A second, popular reading credits President Claudia Sheinbaum. From early on she adopted what she calls a "cabeza fría," or cool-headed, posture — declining to trade insults, working quiet government-to-government channels, and conceding on items such as border troops while guarding Mexican interests. Analysts and outlets including the Christian Science Monitor have tied this approach to a relationship that proved less catastrophic than feared: USMCA-qualifying exports were largely spared when the Supreme Court struck down Trump's emergency-powers tariffs in February and his replacement 10% global levy exempted them, and Mexico hedged by signing a modernized trade pact with the European Union on May 22. This is the leading journalistic narrative — but it is a narrative, not a finding, and it belongs in the conditional.

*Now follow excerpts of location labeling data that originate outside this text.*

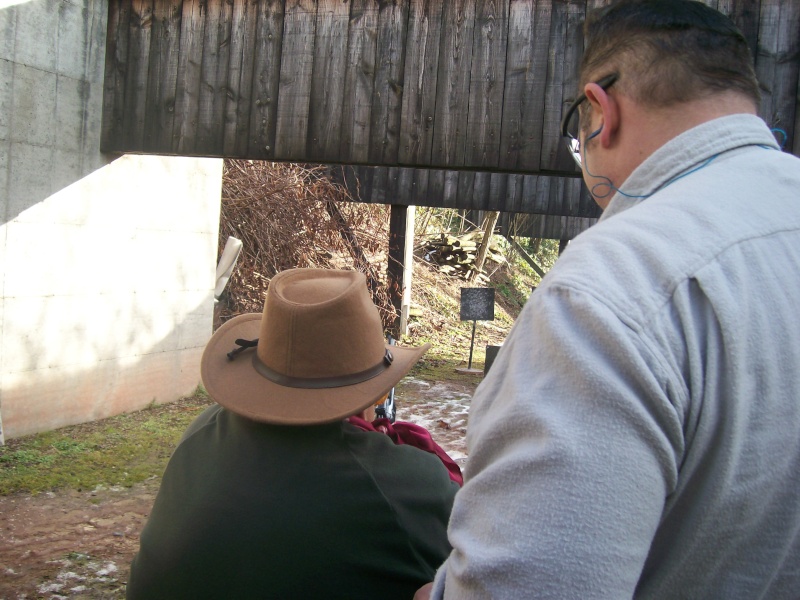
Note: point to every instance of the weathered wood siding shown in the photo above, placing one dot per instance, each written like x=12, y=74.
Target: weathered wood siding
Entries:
x=455, y=84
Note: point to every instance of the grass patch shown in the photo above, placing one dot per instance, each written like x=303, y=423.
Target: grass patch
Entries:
x=121, y=450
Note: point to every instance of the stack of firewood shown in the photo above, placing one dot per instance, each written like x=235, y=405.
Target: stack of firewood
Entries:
x=455, y=255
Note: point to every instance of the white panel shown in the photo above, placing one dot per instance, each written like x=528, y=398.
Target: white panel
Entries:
x=6, y=80
x=36, y=33
x=28, y=176
x=69, y=110
x=33, y=108
x=71, y=51
x=8, y=25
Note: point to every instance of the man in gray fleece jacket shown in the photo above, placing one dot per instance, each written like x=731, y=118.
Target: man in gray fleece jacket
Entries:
x=639, y=433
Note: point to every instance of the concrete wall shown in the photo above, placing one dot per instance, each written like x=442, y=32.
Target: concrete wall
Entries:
x=106, y=289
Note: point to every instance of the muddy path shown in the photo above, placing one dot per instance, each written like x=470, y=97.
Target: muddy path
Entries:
x=70, y=544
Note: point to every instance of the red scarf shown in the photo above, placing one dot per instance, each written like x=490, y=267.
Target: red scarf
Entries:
x=411, y=435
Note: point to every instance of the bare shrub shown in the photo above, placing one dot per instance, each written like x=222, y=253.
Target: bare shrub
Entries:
x=289, y=215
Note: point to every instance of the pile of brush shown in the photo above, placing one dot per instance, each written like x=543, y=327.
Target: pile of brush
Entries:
x=290, y=215
x=455, y=255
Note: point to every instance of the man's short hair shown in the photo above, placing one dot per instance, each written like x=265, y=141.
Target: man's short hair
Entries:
x=668, y=51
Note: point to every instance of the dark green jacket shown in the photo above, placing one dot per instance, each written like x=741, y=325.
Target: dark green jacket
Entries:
x=248, y=510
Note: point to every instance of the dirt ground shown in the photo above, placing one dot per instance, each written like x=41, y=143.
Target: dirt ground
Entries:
x=79, y=544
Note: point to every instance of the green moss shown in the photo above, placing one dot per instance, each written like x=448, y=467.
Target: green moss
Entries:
x=122, y=450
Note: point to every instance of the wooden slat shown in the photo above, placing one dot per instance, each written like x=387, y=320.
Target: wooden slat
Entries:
x=187, y=91
x=114, y=90
x=780, y=111
x=419, y=81
x=474, y=84
x=265, y=80
x=498, y=191
x=565, y=46
x=450, y=197
x=487, y=82
x=387, y=94
x=523, y=98
x=240, y=78
x=328, y=80
x=209, y=121
x=745, y=14
x=435, y=191
x=359, y=81
x=162, y=75
x=481, y=188
x=139, y=35
x=452, y=84
x=297, y=61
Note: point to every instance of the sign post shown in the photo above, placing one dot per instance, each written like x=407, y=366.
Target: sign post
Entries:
x=477, y=304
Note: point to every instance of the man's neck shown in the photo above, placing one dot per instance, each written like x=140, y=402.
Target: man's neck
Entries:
x=643, y=129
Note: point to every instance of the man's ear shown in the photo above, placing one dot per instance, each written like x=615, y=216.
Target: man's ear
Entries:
x=605, y=113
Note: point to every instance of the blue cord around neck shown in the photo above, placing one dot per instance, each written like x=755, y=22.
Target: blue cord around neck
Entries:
x=612, y=188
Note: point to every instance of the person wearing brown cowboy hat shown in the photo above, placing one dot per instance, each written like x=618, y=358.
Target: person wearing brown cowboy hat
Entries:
x=271, y=492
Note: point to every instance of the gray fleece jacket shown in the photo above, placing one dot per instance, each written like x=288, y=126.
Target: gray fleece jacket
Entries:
x=639, y=432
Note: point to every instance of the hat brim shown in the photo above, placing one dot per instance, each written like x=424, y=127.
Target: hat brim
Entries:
x=236, y=385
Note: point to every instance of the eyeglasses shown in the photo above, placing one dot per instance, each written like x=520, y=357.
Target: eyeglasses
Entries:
x=570, y=124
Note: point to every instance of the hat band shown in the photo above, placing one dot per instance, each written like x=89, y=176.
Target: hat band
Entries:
x=316, y=383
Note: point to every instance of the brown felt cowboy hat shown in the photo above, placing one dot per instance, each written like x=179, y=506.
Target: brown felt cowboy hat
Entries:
x=320, y=354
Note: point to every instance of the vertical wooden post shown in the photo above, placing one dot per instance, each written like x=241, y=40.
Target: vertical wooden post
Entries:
x=398, y=233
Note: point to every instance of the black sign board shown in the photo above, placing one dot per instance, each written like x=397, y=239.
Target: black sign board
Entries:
x=477, y=304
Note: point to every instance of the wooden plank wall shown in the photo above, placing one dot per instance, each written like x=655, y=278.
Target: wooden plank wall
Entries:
x=559, y=207
x=456, y=84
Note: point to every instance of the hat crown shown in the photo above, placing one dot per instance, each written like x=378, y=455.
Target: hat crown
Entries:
x=320, y=323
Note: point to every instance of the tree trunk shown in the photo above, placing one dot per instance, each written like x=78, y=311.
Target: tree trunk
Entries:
x=488, y=229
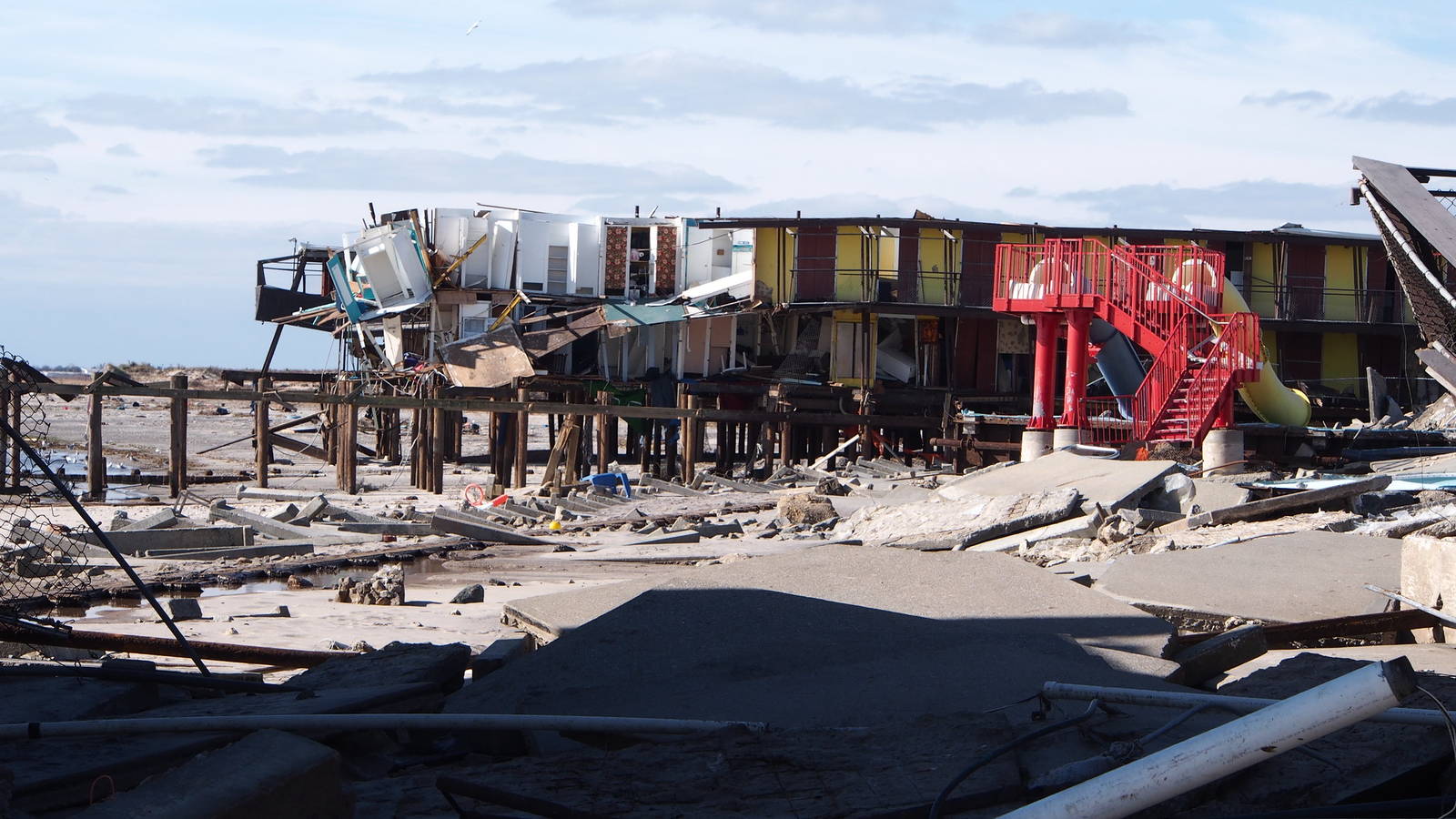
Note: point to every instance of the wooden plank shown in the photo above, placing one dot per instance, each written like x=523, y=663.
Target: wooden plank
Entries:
x=473, y=526
x=1309, y=632
x=261, y=523
x=1283, y=503
x=740, y=486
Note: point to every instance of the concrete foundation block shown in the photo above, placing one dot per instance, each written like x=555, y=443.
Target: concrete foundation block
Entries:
x=1034, y=443
x=1223, y=452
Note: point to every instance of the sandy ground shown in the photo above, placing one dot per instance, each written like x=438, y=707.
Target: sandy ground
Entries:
x=137, y=436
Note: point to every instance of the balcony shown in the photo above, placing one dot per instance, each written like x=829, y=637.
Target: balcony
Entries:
x=1308, y=303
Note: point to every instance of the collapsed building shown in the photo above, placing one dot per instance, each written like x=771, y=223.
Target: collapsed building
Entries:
x=856, y=315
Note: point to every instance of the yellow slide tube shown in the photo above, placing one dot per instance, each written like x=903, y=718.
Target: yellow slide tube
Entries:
x=1270, y=399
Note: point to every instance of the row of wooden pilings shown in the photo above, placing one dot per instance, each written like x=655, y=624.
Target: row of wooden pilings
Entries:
x=430, y=438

Claudia Sheinbaum (Credit: Getty Images)

Trump's Tough Policy on Mexican Cartels

Two explanations that sound intuitive do not survive contact with the polling. The first is the border. Crossings did fall to 50-year lows, but that decline began under Biden and merely continued through Trump's second year, and the credit for it belongs mostly to U.S. enforcement — not to anything that would endear Washington to Mexicans, who give Trump's immigration approach their most negative marks anywhere. Fewer crossings achieved through a crackdown Mexicans dislike is more irritant than balm. The second is the cartel crackdown: one might expect Washington's hard line, and its indictments of officials accused of cartel ties, to win goodwill in a country exhausted by violence and distrustful of its own institutions. Yet a poll fielded in the same window found roughly 78% of Mexicans rejecting U.S. military force against the cartels, with sovereignty an enduring redline. Mexicans want results, but delivered by Mexico — not by U.S. action on their soil.

A new Homeland Security Task Force has been formed to target drug cartels on the South Texas border (Credit: Homeland Security Investigations)
Members of the National Guard patrol the Izaguirre Ranch in Tehuchitlan, Jalisco State, Mexico, on March 19, 2025 (Credit: Ulises Ruiz/Getty Images)

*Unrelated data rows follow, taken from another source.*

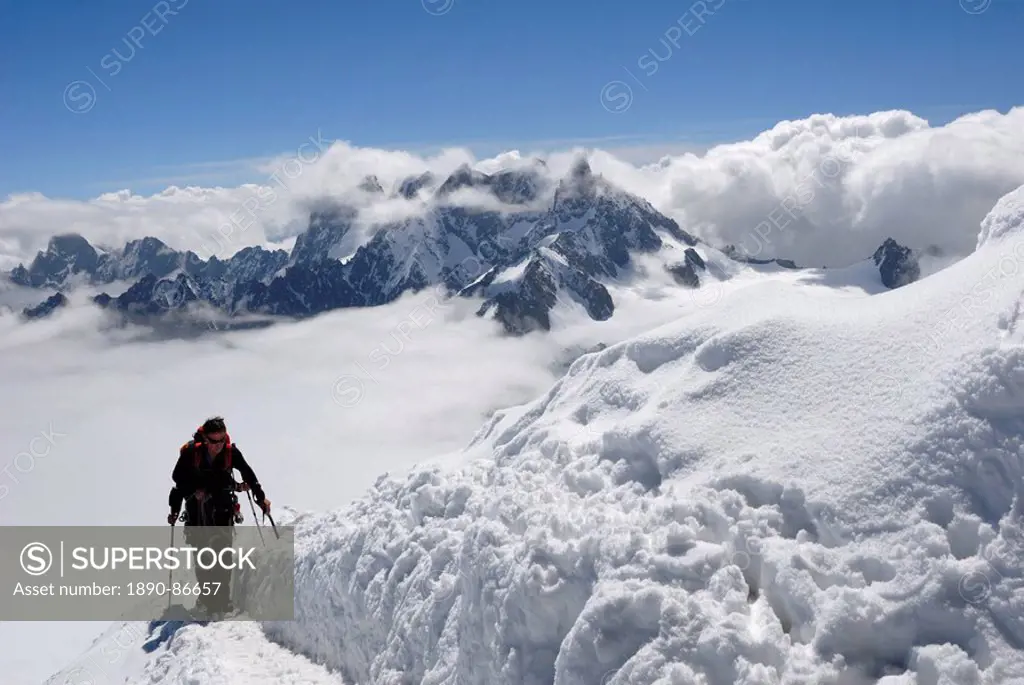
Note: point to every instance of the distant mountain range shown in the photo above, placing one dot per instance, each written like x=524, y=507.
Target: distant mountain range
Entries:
x=521, y=261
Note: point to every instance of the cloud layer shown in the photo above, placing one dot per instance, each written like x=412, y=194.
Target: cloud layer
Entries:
x=822, y=190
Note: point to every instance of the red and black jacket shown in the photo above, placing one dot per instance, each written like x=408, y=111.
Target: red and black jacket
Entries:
x=194, y=471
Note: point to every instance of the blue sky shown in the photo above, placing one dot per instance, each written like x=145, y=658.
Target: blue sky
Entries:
x=204, y=92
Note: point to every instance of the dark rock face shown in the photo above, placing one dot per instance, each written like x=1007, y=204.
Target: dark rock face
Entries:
x=46, y=307
x=686, y=272
x=522, y=261
x=67, y=255
x=896, y=263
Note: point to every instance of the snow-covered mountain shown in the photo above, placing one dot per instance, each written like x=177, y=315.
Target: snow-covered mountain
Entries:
x=537, y=248
x=802, y=484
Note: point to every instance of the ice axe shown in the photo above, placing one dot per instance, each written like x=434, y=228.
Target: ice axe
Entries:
x=265, y=515
x=170, y=572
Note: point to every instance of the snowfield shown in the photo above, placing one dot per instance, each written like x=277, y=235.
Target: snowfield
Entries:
x=788, y=485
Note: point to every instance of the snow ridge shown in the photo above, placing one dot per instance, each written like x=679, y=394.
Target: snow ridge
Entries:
x=790, y=487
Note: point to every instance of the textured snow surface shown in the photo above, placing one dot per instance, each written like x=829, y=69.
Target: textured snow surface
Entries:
x=790, y=484
x=785, y=487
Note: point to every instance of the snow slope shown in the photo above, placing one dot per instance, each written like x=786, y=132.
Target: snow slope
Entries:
x=790, y=484
x=784, y=487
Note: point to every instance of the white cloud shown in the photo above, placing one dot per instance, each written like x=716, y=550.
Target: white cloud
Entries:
x=820, y=190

Ratings from Latin America

The rest of Latin America shows how singular Mexico's case is. Colombians stayed the region's warmest toward the U.S., with 46% approving of Trump's approach to neighboring Venezuela — well above the 22% global median — and 56% backing his handling of humanitarian aid. Peruvians were more divided overall, yet 55% credited U.S. aid. In Brazil and Argentina opinion ran split to sour; Argentines were among the world's least likely to say the U.S. adds to global peace, at 20%, and in Pew's 2025 polling both publics had named the United States their single greatest threat. Chileans, like Mexicans, tilted unfavorable.

The throughline is that Mexico did not rise because its region rose. Most Latin American publics held flat or cooled, echoing the global slide. Mexico moved because it started at the bottom — and the cleanest reading of the bounce is reversion from an unusually deep trough, with the political explanations sitting in the realm of plausible conjecture.

How durable the gain proves is unsettled. The USMCA joint review looms on July 1, with a clean, on-time extension looking doubtful; Washington has kept pressing on cartel ties, including the April indictments of Morena-linked officials; and duties on steel, aluminum and autos still sting. For now Mexico stands as the survey's lone bright spot for America's image abroad — not a country that embraced Trump, but one that fell hardest the year before and has only climbed partway back.